Is more Canadian LNG compatible with a safe and stable climate?

Regardless of LNG’s emissions relative to other sources of fuel, new LNG production will make it more difficult to stabilize the climate. To maintain the science-aligned 1.5°C limit on global temperature rise, no new long-lead time upstream oil and gas projects are needed—as confirmed by the IEA and others. This includes new LNG facilities that would enable increased upstream gas extraction in Canada’s Montney Basin—one of the world’s largest sources of unburned carbon emissions. In fact, projected fossil fuel production in 2030 is more than double what would be consistent with the 1.5°C limit. Even many existing fossil fuel projects would need to shut down early—including some in Canada—if demand declines in line with this target.

Alternatively, if new projects are developed and fossil fuels continue to be consumed at a level needed to support them, the climate will be destabilized further. Every tenth of a degree of warming matters, with climate impacts on people and the planet expected to increase dramatically as temperatures increase. That means more wildfires, tropical storms, food insecurity, flooding, droughts, human displacement, and wildlife extinctions. The science is clear: a safe and stable climate requires transitioning away from fossil fuels and scaling up clean energy as quickly as possible. For governments that are serious about meeting globally agreed climate goals and protecting their citizens from the worst impacts of climate change, LNG expansion is simply not an option.

Do LNG projects come with opportunity costs?
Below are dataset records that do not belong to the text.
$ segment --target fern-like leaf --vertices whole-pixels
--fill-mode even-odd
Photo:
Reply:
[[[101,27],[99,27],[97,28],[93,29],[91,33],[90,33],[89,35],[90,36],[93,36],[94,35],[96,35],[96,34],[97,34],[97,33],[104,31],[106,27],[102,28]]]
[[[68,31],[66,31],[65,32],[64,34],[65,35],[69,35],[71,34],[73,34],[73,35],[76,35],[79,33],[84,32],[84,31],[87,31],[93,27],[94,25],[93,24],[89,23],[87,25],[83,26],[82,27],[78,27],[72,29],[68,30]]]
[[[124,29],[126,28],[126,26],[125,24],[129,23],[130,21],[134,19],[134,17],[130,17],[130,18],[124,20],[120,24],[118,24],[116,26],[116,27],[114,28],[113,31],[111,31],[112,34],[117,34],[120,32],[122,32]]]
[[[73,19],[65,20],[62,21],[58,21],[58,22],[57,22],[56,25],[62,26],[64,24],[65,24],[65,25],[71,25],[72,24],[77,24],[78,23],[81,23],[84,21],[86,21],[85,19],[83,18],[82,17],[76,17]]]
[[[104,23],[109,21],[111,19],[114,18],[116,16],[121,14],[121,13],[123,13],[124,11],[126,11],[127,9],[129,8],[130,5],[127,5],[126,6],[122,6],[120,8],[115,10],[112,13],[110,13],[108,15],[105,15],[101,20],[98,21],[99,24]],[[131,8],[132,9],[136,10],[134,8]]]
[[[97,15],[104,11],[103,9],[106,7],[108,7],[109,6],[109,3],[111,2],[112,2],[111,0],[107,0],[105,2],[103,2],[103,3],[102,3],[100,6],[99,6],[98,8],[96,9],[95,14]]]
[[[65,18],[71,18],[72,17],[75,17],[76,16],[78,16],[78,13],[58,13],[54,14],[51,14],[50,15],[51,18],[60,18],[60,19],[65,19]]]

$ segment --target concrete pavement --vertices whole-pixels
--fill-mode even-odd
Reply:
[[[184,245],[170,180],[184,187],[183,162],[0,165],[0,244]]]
The governments of Canada and B.C. have allocated at least CAD 3.93 billion in financial support for new LNG projects by the end of 2030. This creates an opportunity cost as public money is used to enable fossil fuel development at the expense of other projects that could create jobs, reduce household costs, and facilitate the transition toward a cleaner economy. For example, a clean transportation system could employ over 1.6 million people by 2050. A net-zero electricity grid could save Canadian households CAD 15 billion annually by 2050. Meanwhile, a wave of clean energy retrofits for Canadian homes could save households CAD 10.8 billion annually by 2050 while creating over 100,000 jobs. The more public money is used to expand fossil fuel infrastructure, the less is available to support real climate solutions.